Development of simplified method for prediction of structural response of stiffened plates under explosion loads

Abstract

During their lifetime, marine structures may be exposed to accidental loadings such as from collisions or explosions, as well as environmental loadings such as from slamming, sloshing and green water. Such loadings can cause damage to structures. Therefore, to minimize such damage, advanced and robust design guidelines should be formulated. Among those loads, in this study, explosions imparting an impulsive pressure loading containing a rapid increase in pressure and a short duration that can cause serious casualties, property losses, and marine pollution were considered. In this paper, a practical and robust method for damage assessment of marine structures exposed to explosion loads based on a single degree of freedom (SDOF) system and numerical simulations is proposed. The SDOF method was improved by introduction of new and better idealization resistance for the system and consideration of the effect of strain-rate, and subsequently was verified by a numerical method developed using the commercial ABAQUS software package.
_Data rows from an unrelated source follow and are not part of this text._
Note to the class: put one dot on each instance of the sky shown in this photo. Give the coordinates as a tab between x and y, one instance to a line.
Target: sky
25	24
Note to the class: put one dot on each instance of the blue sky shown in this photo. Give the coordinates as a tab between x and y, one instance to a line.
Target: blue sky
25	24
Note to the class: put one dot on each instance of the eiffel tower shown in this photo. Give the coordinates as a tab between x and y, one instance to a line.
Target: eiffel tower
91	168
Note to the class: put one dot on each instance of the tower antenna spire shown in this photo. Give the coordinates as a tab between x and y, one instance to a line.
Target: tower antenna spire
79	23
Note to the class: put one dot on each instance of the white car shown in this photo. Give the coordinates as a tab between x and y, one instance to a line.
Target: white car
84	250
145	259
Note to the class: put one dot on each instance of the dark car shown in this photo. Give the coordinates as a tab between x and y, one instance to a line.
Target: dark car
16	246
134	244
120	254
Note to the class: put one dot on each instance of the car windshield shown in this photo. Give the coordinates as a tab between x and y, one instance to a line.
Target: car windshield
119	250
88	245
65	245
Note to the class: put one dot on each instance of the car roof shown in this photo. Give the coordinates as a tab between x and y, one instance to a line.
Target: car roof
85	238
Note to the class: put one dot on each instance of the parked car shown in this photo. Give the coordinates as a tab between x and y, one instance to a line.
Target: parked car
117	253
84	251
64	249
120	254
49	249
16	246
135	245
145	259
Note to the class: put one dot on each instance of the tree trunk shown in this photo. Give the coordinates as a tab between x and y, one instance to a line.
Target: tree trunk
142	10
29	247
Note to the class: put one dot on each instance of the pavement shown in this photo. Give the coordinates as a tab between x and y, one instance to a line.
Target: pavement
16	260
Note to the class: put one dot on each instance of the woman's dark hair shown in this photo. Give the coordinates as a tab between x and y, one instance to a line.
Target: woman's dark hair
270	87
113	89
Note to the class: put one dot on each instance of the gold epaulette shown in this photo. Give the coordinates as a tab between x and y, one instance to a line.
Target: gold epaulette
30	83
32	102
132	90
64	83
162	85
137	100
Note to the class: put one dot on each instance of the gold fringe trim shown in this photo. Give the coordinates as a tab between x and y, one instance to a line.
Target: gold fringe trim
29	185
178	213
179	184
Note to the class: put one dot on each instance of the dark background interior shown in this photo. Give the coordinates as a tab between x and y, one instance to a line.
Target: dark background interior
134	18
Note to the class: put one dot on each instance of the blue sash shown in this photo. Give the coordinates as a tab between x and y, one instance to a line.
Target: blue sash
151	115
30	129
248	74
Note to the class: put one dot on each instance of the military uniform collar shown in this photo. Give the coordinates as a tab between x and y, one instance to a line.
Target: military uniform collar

The numerical method was itself validated by comparison with relevant pulse pressure test data available in the open literature (good correlation was shown). Based on the validated numerical models, a rigorous parametric study of the structural response of stiffened plates having actual scantlings of offshore structures was performed. The numerically obtained maximum deformations were compared with the results from the improved SDOF method in a parametric study, and the variation of both methods was verified. Finally, simple yet accurate and reliable formulations for prediction of structural response were empirically derived. These formulations are expected to be usefully employed as a first-hand tool for prediction of damage extent of marine structures (including offshore structures) due to explosion loads.